Bakhtiyar menjelaskan bahwa dana yang berhasil dihimpun nantinya akan dialokasikan sebesar Rp1,1 triliun untuk refinancing dan sisanya untuk modal kerja perseroan.
Refinancing merupakan kegiatan pembiayaan kembali pendanaan perusahaan. Langkah ini dilakukan untuk menjaga keberlanjutan operasional dengan merestrukturisasi pendanaan.
UTANG BUMN KARYA 2019 – 2023
Seturut dengan aksi korporasi ini, BUMN Karya tercatat memiliki nilai liabilitas yang terbilang jumbo. Sepanjang 2023, misalnya, total liabilitas dari ADHI, PTPP, PT Waskita Karya (Persero) Tbk. (WSKT), dan PT Wijaya Karya (Persero) Tbk. (WIKA) tembus Rp213,05 triliun.
Jumlah liabilitas tersebut paling besar disumbangkan oleh Waskita dengan nilai mencapai Rp83,99 triliun, disusul WIKA sebesar Rp56,4 triliun, kemudian PTPP Rp41,38 triliun, dan ADHI senilai Rp31,27 triliun.
Meski demikian, total liabilitas BUMN Karya sepanjang 2023 turun dibandingkan dengan 2022 yang mencapai Rp215,51 triliun dan Rp215,57 pada 2021. Adapun utang BUMN Karya pada 2019 dan 2020 masing-masing mencapai Rp207,93 triliun serta Rp212,81 triliun.
Besaran nilai utang itu pun membuat WSKT dan WIKA menempuh langkah restrukturisasi guna menyehatkan kondisi keuangan perusahaan. Di sisi lain, hal ini juga tidak terlepas dari kasus penundaan pembayaran utang obligasi yang sempat dialami masing-masing perseroan.

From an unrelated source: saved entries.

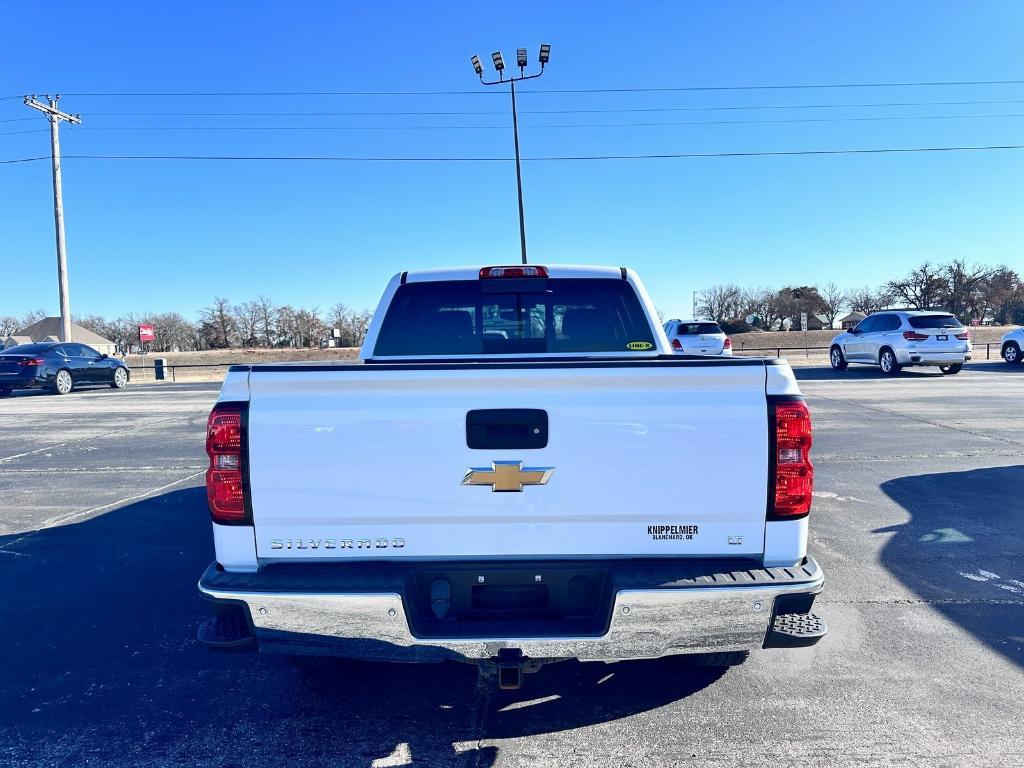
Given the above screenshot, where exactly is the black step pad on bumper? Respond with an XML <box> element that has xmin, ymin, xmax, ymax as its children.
<box><xmin>197</xmin><ymin>612</ymin><xmax>255</xmax><ymax>652</ymax></box>
<box><xmin>764</xmin><ymin>612</ymin><xmax>827</xmax><ymax>648</ymax></box>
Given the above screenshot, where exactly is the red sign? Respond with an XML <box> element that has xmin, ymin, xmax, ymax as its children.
<box><xmin>138</xmin><ymin>324</ymin><xmax>156</xmax><ymax>343</ymax></box>
<box><xmin>971</xmin><ymin>318</ymin><xmax>981</xmax><ymax>326</ymax></box>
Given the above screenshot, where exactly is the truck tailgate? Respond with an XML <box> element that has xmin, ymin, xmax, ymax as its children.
<box><xmin>246</xmin><ymin>362</ymin><xmax>769</xmax><ymax>560</ymax></box>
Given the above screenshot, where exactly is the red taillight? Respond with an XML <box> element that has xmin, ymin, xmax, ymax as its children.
<box><xmin>479</xmin><ymin>265</ymin><xmax>549</xmax><ymax>279</ymax></box>
<box><xmin>902</xmin><ymin>331</ymin><xmax>928</xmax><ymax>341</ymax></box>
<box><xmin>206</xmin><ymin>402</ymin><xmax>248</xmax><ymax>524</ymax></box>
<box><xmin>671</xmin><ymin>338</ymin><xmax>682</xmax><ymax>351</ymax></box>
<box><xmin>955</xmin><ymin>331</ymin><xmax>970</xmax><ymax>341</ymax></box>
<box><xmin>770</xmin><ymin>399</ymin><xmax>813</xmax><ymax>519</ymax></box>
<box><xmin>19</xmin><ymin>357</ymin><xmax>45</xmax><ymax>366</ymax></box>
<box><xmin>723</xmin><ymin>337</ymin><xmax>732</xmax><ymax>349</ymax></box>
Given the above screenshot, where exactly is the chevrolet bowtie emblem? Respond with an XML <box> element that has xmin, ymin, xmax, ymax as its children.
<box><xmin>461</xmin><ymin>460</ymin><xmax>554</xmax><ymax>492</ymax></box>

Waskita Karya, misalnya, gagal membayar bunga dan nilai pokok atas obligasi jatuh tempo senilai Rp1,36 triliun pada 16 Mei 2024. Utang tersebut berasal dari Obligasi Berkelanjutan III Waskita Karya Tahap IV Tahun 2019 Seri B, yang memiliki tingkat bunga tetap 9,75% per tahun dengan jangka waktu lima tahun.
Akibatnya, Bursa Efek Indonesia (BEI) kembali memperpanjang suspensi perdagangan efek WSKT. Saham perseroan juga masuk dalam daftar 41 emiten yang berpotensi dihapus pencatatannya dari lantai bursa atau delisting per April 2024.

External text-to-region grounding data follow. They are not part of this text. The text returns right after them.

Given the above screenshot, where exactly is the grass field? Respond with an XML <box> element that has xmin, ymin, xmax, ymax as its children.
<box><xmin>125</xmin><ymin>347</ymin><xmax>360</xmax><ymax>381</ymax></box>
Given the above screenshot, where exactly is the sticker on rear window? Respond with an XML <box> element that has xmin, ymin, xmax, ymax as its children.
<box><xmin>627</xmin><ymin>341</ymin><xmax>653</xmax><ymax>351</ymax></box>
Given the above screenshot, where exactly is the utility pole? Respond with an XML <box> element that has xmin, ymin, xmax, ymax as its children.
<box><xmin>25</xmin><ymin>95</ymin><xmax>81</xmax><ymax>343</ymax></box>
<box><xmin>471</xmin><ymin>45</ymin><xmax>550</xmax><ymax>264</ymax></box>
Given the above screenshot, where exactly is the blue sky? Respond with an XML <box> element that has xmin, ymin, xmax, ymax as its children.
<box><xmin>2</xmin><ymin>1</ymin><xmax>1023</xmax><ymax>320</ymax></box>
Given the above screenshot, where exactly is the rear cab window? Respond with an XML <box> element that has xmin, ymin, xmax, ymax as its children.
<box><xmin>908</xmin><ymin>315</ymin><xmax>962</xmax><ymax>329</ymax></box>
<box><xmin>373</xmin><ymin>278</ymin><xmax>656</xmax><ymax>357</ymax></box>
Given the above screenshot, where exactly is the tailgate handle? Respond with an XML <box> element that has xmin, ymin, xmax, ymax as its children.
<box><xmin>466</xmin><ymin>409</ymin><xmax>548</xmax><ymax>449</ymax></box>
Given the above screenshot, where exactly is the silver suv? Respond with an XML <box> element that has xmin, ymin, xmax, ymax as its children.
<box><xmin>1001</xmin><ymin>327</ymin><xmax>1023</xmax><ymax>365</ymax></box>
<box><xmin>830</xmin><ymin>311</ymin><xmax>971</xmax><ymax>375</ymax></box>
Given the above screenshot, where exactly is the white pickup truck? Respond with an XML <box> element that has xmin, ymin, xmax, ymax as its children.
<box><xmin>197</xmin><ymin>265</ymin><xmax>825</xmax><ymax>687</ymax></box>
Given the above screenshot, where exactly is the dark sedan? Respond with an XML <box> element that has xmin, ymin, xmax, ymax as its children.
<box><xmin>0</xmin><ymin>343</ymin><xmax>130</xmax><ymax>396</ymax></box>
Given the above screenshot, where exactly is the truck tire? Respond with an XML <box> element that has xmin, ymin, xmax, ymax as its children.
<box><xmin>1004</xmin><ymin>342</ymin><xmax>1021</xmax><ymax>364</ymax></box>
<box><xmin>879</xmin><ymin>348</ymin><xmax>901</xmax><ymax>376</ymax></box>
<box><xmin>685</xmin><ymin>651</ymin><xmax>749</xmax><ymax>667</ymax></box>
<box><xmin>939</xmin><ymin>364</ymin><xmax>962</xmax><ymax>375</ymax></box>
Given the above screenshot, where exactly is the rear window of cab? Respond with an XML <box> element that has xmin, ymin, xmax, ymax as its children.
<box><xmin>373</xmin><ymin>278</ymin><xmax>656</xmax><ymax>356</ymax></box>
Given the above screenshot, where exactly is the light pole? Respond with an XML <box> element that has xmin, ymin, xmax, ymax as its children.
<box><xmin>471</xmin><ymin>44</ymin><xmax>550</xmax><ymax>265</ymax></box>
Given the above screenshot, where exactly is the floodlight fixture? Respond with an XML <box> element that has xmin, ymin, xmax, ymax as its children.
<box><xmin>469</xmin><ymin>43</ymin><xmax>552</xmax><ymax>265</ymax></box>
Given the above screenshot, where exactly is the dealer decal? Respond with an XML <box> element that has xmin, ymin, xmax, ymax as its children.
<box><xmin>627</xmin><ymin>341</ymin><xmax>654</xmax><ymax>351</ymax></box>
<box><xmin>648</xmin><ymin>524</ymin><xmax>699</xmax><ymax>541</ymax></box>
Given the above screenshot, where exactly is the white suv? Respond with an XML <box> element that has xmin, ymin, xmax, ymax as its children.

Perseroan sejatinya telah menggelar Rapat Umum Pemegang Obligasi (RUPO) terkait surat utang tersebut, akan tetapi tidak menemui kata sepakat. Dengan demikian, Waskita akan mengagendakan lagi RUPO dalam waktu dekat.
Di tengah kondisi tersebut, Direktur Utama Waskita Karya Muhammad Hanugroho menyatakan bawa perseroan berkomitmen memperkuat tata kelola perusahaan dengan menerapkan Good Corporate Governance (GCG) secara komprehensif.
Beberapa langkah konkret yang ditempuh perseroan adalah menghindari benturan kepentingan, menerapkan code of conduct terkait pelarangan pegawai dan pengurus sebagai mitra bisnis, yang didukung sistem whistleblowing guna mendeteksi pelanggaran lebih awal.
“Dengan memperkuat pencegahan dan konsisten dalam melakukan penerapan tata kelola perusahaan yang baik dan manajemen risiko, perseroan meyakini upaya ini dapat memberikan nilai bagi pemegang saham dan meningkatkan kepercayaan pemangku kepentingan,” tuturnya.
SVP Corporate Secretary Waskita Karya, Ermy Puspa Yunita menambahkan bahwa perseroan menargetkan proses restrukturisasi keuangan dapat efektif pada semester I/2024 guna meningkatkan performa perusahaan ke depan.